So, to fill the summer doldrums, Nashville Star has been bumped up to the big leagues -- NBC, on Monday nights -- for its fifth season. And, did I mention that part of the prize is a shameless piece of cross-promotion? The winner sings at the Olympics, broadcast, naturally, on NBC.
Anyhow, landing on Nashville Star -- and even winning -- is a career crapshoot: Miranda Lambert's done OK, but you'd have to be a dedicated county-fair-goer to keep up with the rest. And just like American Idol, the best entertainment is often with the also-rans.
The two-hour premiere killed 30 minutes with creepy Billy Ray Cyrus celebrating America, its armed forces and the teary auditions. (Cyrus' streaky hair and plastic face freak me out. Not to mention his manic stage delivery which shifts between wooden and overly enthusiastic.)
We got our three judges seated: crooner and rodeo wife, Jewel; country caricature John Rich; and songwriter Jeffrey Steele. "Jeffrey Steele" is this close to a porn name, and it's as fake as the dude's SoCal blond locks. His surf-bum/weekend-biker/oily Richard Branson vibe is also weirding me out, as is his tendency to show support for singers by making "touchdowns" with his arms during their performances. Also, in the negative column: He's written too many Rascal Flatts songs.
On the upside, I like that the judges were universally free to criticize -- none of that Paula-only-makes-nice stuff -- and inexplicably, each had their guitar with them.
We get off to a bad singing start with a group rendition of "Life Is a Highway," which, for my money, is a pop-rock song, and doesn't get anymore country when 13 people sing it at once.
The lucky 13 were the proverbial mixed-bag: a black guy, a Latino dude, a full-figured gal, an emo guy with purple hair; some were way young, others were way old. There was less diversity in how they sounded, since contemporary country has the grim task of flattening out everything into a bland pop-rock tune with splash of steel guitar.
Way out on a limb was the trio Third Town (worst name ever!), who had great harmonies, but did a jokey version of "Elvira" that would have brought down the house 30 years ago on HeeHaw. They likely won't last the month.

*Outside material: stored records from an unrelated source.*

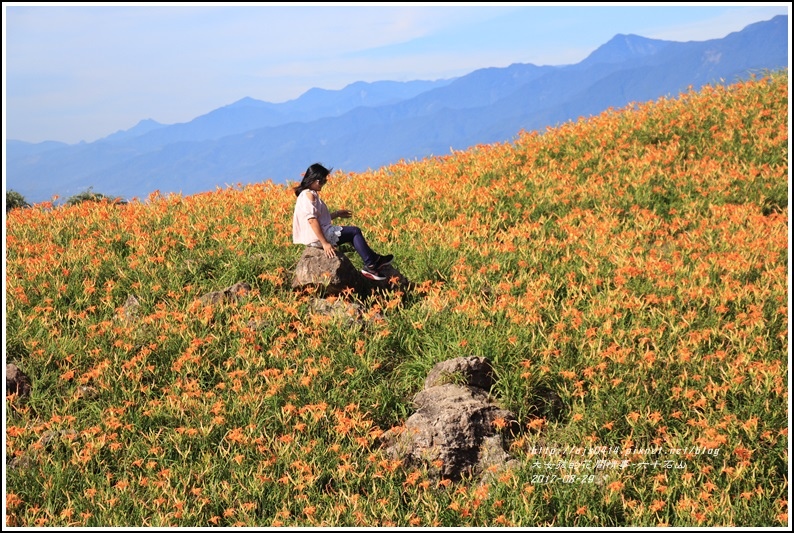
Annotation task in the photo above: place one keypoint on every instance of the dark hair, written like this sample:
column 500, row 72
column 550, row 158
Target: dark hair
column 313, row 173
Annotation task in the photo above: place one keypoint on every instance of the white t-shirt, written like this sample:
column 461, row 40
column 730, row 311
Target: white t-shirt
column 310, row 205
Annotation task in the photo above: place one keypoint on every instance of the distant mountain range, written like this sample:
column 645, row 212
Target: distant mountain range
column 370, row 125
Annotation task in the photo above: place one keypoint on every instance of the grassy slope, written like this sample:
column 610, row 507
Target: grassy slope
column 633, row 264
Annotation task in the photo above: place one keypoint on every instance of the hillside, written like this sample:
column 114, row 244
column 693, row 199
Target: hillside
column 625, row 274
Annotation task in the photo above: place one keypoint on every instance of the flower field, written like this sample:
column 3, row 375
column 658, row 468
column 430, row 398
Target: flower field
column 633, row 266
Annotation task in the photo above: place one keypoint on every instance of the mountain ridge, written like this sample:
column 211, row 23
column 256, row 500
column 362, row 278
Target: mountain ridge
column 230, row 144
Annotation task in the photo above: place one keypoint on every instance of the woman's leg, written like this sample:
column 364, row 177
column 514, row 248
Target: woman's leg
column 353, row 235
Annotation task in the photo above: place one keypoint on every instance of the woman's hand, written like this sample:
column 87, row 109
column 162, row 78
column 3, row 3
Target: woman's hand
column 329, row 250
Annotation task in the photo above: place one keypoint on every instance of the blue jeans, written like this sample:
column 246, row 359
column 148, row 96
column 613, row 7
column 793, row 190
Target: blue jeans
column 352, row 234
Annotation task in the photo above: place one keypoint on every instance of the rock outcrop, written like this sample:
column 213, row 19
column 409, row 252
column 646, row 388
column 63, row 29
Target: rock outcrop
column 336, row 275
column 456, row 424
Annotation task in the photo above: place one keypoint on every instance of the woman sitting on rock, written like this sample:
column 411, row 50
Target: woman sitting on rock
column 311, row 224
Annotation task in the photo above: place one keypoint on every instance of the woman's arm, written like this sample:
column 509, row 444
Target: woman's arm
column 341, row 213
column 327, row 246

Also probably in trouble: Alyson, the Reba-ish gal, who put a 1980s sequins-and-tight-fittin'-jeans spin on "Suds in the Bucket"; Tommy the sailorman; and Justin, the male model who sang "Drops of Jupiter" (he's cool modeling underwear, so maybe the Janice Dickinson show will take him in). I wouldn't bet the farm on the teen-girl duo, Laura and Sophie, or the teen-girl trio Pearl Heart. Nice vocals, sweet smiles but no sparkle or stage gifts. Come back in five years.
My early favorite is Gabe Garcia, who has a great old-school country voice (and that's how I roll). Picking a Strait classic was a no-brainer, but I like to see him wrap those resonant tones around less obvious song choices.
The mono-named Coffey should do well: He's good-looking, has a nice sound and country music loves to congratulate itself on its few black voices. (Truth is, there are decades of real-life C&W tradition and cross-over among African Americans and Hispanics, but little of it makes the golden zone seemingly reserved for the white-bread stars.)
I also like Melissa, owner of a big body and a bigger voice: She was comfortable in both. She took on Bonnie Raitt's signature tune, "People Are Talking," and triumphed.
Typically, my top three are the underdogs, at least when matched against how Nashville stardom works: two minorities and an older, overweight woman. We'll just see how out of step I am once America starts phoning in.